Divided into five groups, the young beneficiaries of the Deferred Action for Childhood Arrivals (DACA) program, wait for the federal government to approve their advance reentry permits, known as “Advance Parole”, to travel in the program organized by the Center of California-Mexico Studies (CMSC).
For Mayra Garibo, a young Mexican DACA recipient, this trip marks an important closure in her life and has deep emotional motives.
Mayra was preparing to travel on a similar course at the end of 2017 when the government of then-President Donald Trump suspended the dreamer’s program and consequently did not grant travel permits.
In January 2018, Mayra’s father died in Mexico and despite insistent requests, the young woman did not obtain a permit to travel, neither to the funeral nor later.
“We have fought so much for that permission and finally I will have the opportunity to say goodbye to my father, go to his grave and close that chapter,” Mayra said in an interview with Efe.
“What I have been doing all this time is fighting to obtain this permit, so for me, it is a very great opportunity,” said the young woman, who currently works coordinating the CMSC groups that will travel since May.
For the university professor Armando Vázquez Ramos, creator and director of CMSC and the Study Abroad Program, this is a very special opportunity for many young people who, since they arrived in the United States as children, have not been able to visit their country of origin again.

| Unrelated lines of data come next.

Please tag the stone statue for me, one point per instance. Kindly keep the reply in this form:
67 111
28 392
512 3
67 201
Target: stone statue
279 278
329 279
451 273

“A fundamental requirement of the program is to write a ten-page essay that reflects the experience of his return to Mexico,” said Vázquez Ramos in statements to Efe.
“We want to publish the stories of the lives of these young people and later we plan to integrate them into a documentary,” added the academic, assuring that “in the entire country there is no other organization that gives dreamers this opportunity to travel to their country.”.

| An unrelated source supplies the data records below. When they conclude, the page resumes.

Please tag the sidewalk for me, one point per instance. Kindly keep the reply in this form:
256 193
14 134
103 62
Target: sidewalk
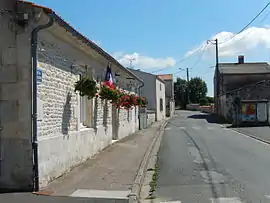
262 132
113 169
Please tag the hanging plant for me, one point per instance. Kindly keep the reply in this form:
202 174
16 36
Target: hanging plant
86 87
109 93
127 101
141 101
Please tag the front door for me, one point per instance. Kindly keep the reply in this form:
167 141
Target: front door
262 112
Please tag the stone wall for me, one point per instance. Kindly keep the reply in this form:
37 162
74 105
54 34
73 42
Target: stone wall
16 161
151 117
63 144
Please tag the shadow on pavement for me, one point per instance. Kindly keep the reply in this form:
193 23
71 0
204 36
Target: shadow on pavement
210 118
32 198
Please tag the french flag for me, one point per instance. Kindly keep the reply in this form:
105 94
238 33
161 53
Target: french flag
109 77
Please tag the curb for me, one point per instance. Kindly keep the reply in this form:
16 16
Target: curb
252 136
136 187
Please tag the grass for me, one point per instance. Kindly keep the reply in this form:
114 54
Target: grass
153 183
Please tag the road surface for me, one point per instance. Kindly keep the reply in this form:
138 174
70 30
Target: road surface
201 161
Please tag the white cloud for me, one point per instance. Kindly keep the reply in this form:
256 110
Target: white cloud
97 42
142 61
242 43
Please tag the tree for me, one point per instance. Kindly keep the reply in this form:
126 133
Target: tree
180 87
204 101
197 89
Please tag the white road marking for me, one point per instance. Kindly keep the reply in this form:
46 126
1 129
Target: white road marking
267 196
113 194
226 200
249 137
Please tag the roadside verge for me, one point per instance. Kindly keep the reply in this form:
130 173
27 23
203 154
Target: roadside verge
147 168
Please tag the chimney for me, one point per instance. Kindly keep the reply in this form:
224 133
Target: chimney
241 59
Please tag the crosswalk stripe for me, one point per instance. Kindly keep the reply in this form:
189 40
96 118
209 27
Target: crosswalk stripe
226 200
214 200
112 194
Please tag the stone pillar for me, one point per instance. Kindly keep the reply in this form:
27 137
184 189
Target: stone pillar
16 165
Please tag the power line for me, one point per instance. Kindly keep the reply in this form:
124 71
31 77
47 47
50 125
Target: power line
180 61
250 22
200 57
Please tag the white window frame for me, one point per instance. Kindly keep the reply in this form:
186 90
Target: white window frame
82 110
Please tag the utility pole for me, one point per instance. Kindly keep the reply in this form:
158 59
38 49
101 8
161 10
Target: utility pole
217 79
187 88
130 62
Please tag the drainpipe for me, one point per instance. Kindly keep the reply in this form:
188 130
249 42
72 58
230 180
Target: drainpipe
141 86
34 38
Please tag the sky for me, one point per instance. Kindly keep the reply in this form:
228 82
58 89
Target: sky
157 34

At the moment there are 85 young people who, divided into two groups, make up the Winter Program and plan to travel at the end of May, explained to Efe Lidiet Arévalo, a young Salvadoran recipient of DACA, executive assistant, and multimedia director of CMSC.
Another 141 youth applied for the Summer Program and are scheduled to travel in three groups between July 15 and August 22.

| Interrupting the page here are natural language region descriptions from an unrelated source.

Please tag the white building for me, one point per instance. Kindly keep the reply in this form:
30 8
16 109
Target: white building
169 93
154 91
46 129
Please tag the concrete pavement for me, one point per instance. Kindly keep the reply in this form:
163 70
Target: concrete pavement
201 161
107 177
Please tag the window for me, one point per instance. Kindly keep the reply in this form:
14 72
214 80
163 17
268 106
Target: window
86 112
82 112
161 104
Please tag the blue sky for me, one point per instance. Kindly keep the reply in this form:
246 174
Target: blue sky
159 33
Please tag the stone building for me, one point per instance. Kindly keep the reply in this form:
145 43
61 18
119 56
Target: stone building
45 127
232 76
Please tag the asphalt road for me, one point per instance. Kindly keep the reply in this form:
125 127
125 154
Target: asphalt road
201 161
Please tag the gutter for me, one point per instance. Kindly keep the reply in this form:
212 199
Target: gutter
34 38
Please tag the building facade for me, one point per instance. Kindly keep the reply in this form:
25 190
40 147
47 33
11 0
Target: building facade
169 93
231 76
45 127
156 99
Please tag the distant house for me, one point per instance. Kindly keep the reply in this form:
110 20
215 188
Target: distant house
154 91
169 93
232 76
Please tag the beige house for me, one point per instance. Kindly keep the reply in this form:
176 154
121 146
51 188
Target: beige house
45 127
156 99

TO THE REUNION WITH THE ORIGINS
For Carlos Eduardo Cornejo, one of the dreamers who have been accepted into the first CMSC group that will leave Los Angeles on May 15 and will return on June 20, it represents a great illusion to go to know the country where he was born.
“It is a really very internal expectation: I want to reconnect with a part of my origin that is an essence of me, and together with it I will be able to see everything with a broader dynamic,” said Cornejo, who in a few months will obtain a degree in psychology.
The young man, born in Guadalajara, Jalisco state, was brought by his parents to the United States more than 21 years ago when he was one and a half years old. However, he learned to speak Spanish perfectly and inherited another fundamental trait in his family: music.
Cornejo has worked with a mariachi while continuing his academic studies, and the opportunity to go to Mexico “to be able to share my story with all my cousins and my family” fills him with emotion.
Itzel Pérez, originally from the state of Puebla, traveled in 2016 on a similar program from New York and now hopes to return to her native Mexico.
“I return grateful. It is a good opportunity to see my family again and it is also a victory; It is further proof that young immigrants are an essential part of this country, ”said Pérez, who works with the American Friends Service Committee, an organization that defends the rights of immigrants.
For this activist who was part of the groups of dreamers who campaigned intensively before federal legislators in Washington to ask for the reopening of DACA and the approval of the Advance Parole, traveling to her country again gives her hope for immigration reform.
“We are part of America (United States), like it or not. As a result of this pandemic (of covid-19), it has been seen that many dreamers are essential workers. Without us the country falls and even so they have not given us citizenship ”, claimed the activist.
The DACA program was created in June 2012 by an administrative decree of then-President Barack Obama and suspended by the Government of Donald Trump in September 2017 as unconstitutional.
By court order, as of December 4, 2020, the program again began accepting renewals and Advanced Parole requests, among other benefits.
On January 20, 2021, newly inaugurated President Joe Biden reinstated DACA through an executive order.
An immigration reform bill presented by Biden to Congress offers, among other things, a definitive path to citizenship for dreamers.